Goal Setting and Nutrition
In order to improve your nutrition and health, I want you to create some clear nutrition goals. I will discuss some steps to make some achievable goals, and then you will have the chance to write goals that are meaningful for you. When your goals are achievable and clear, you will be able to make some important changes for your health. Don't worry about creating goals that are perfect. As long as the goals are meaningful to you, that's the main thing.
Creating S.M.A.R.T. Goals
SMART is an acronym for specific, measurable, attainable, relevant, and time-based.
1. Specific – Goals that are specific are more likely to be accomplished. They are easier to accomplish, too. To create a specific goal, have the six "W" questions in mind:
- Who? Who is involved?
- What? What do I want to achieve? What change do I want?
- Where? Where will I carry out this goal?
- When? When will I do this goal?
- Which? What are the requirements and constraints of this goal?
- Why? What will I gain from doing this goal? What are the benefits?
An example of a general goal would be, "Be fit." A more specific goal would be, "I will work out three days a week." It's important to create goals that are positive, too. For instance, "Not be fat" is not as a fun goal as, "Look healthy."
2. Measurable – Goals that are measurable have some criteria that you can measure to see if you are attaining your goal. For example, if you want to lose 10 pounds by a certain date, that is very measurable.

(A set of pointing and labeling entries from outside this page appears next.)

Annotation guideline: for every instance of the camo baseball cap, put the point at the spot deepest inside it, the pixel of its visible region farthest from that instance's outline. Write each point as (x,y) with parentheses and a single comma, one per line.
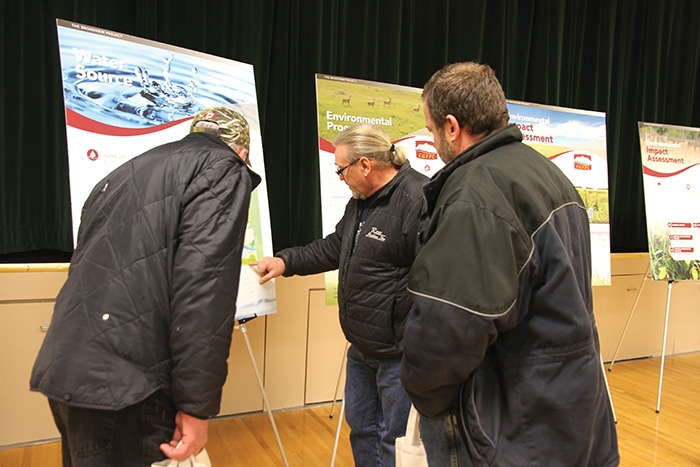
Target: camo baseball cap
(227,124)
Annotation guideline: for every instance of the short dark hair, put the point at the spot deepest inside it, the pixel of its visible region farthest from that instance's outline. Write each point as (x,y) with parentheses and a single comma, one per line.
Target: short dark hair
(471,93)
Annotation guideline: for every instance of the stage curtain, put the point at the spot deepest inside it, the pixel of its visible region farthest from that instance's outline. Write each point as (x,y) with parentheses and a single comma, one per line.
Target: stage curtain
(636,61)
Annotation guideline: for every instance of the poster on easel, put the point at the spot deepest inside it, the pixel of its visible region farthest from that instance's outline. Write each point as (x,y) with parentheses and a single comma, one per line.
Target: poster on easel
(575,140)
(671,178)
(343,102)
(124,95)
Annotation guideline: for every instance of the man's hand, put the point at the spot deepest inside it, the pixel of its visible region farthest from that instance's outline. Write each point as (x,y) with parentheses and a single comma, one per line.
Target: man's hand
(189,437)
(269,268)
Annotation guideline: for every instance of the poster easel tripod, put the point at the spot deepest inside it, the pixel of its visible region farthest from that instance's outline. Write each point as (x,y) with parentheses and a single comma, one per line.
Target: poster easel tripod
(663,347)
(342,405)
(242,326)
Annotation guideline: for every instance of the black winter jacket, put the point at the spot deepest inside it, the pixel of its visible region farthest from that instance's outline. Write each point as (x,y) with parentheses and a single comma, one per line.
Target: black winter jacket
(372,297)
(151,292)
(504,332)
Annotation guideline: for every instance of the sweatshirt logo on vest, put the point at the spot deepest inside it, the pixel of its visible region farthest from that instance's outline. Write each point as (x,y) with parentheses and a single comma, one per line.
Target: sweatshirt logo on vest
(376,234)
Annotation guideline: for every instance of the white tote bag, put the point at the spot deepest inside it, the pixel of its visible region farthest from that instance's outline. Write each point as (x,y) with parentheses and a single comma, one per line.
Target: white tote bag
(409,448)
(200,460)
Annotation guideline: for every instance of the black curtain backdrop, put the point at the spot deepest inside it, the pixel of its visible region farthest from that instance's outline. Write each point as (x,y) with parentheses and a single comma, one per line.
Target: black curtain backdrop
(635,60)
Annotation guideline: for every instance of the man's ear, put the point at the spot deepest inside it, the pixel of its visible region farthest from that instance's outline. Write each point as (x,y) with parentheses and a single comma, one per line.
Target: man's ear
(242,153)
(452,128)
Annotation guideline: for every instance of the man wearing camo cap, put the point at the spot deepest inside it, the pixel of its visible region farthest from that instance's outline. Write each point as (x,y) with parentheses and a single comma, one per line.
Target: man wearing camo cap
(134,360)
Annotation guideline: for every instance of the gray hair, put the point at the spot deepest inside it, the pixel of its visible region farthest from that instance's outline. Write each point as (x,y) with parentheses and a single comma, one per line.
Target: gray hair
(372,142)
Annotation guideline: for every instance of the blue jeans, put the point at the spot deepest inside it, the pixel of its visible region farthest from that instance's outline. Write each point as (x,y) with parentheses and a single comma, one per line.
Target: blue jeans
(443,442)
(376,408)
(109,438)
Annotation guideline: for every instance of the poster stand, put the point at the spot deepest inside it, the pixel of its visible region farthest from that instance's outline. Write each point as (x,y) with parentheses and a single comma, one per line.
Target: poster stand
(663,346)
(242,326)
(629,318)
(342,405)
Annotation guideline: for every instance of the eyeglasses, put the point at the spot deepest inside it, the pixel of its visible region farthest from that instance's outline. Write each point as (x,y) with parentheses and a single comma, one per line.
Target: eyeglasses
(340,170)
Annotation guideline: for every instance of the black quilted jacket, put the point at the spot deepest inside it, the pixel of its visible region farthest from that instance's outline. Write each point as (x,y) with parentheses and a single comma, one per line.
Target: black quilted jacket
(150,297)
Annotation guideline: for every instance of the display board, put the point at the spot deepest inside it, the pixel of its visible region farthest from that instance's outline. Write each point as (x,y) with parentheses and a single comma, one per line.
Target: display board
(125,95)
(575,140)
(671,177)
(343,102)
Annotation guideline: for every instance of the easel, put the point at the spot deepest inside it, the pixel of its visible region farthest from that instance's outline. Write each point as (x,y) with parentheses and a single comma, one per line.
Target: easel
(663,348)
(342,405)
(242,326)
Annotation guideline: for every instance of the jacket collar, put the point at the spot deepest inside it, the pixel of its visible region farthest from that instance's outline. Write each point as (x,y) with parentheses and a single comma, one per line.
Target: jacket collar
(506,135)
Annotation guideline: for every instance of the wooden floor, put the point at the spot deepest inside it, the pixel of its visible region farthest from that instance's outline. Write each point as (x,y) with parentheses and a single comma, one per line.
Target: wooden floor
(646,438)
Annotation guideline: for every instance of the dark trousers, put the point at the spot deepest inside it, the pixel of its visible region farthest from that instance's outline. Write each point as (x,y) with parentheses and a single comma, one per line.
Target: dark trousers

3. Attainable – Goals need to be attainable. An attainable goal is one that might have some challenge, but you know you can reach it. If you have a big goal, one way to make the goal more manageable is to break the goal into smaller steps. For instance, if you need to lose a lot of weight, you might start with losing five pounds this month. Losing five pounds is a smaller, easier goal to achieve. It's also more fun to reach your big goal, if you accomplish smaller goals along the way.
4. Relevant – Make a goal relevant and have meaning for you. Pick a goal that will give you happiness, or that you will benefit from. Maybe you would feel great if you were back to your thinner self. Or perhaps you'd feel like a million bucks if you gained weight. You know what's right for you. Goals are a lot more fun and motivating when they are relevant.
Making changes in our health and nutrition that are relevant is especially important. For example, whole wheat products are said to be very healthy; however I get an allergic reaction to whole wheat products. My brother says he is allergic to certain vegetables. (I wish I was allergic to vegetables!) So if I discuss how healthy fish is, but you know it's not right for you, that's definitely okay.
5. Time-based – Set a goal that has an end date. Let's say you want to lose 10 pounds. Set a date for that goal. Even if you really lose eight pounds by that date, at least you have a date to strive for. If you are working on your goal, that's what counts.
Now you create goals (or a main goal) that will help you create some positive changes for your health. Once you are clear what your goals are, you can be motivated to apply your goals to your life. Start a journal in a notebook or your computer, and write down your specific goals. Writing your goals makes them more real. Also, since your goals are related to nutrition, and perhaps fitness, discuss your goals with your doctor to confirm that they are right for you.
Write some health-related goals that go by the SMART criteria. Write a main goal or some smaller goals that will influence your nutrition habits and health in positive ways. Write them in your notebook or in your computer so you can refer to them when you want to. Maybe you want to eat more nutritious food, lose weight, or have more energy.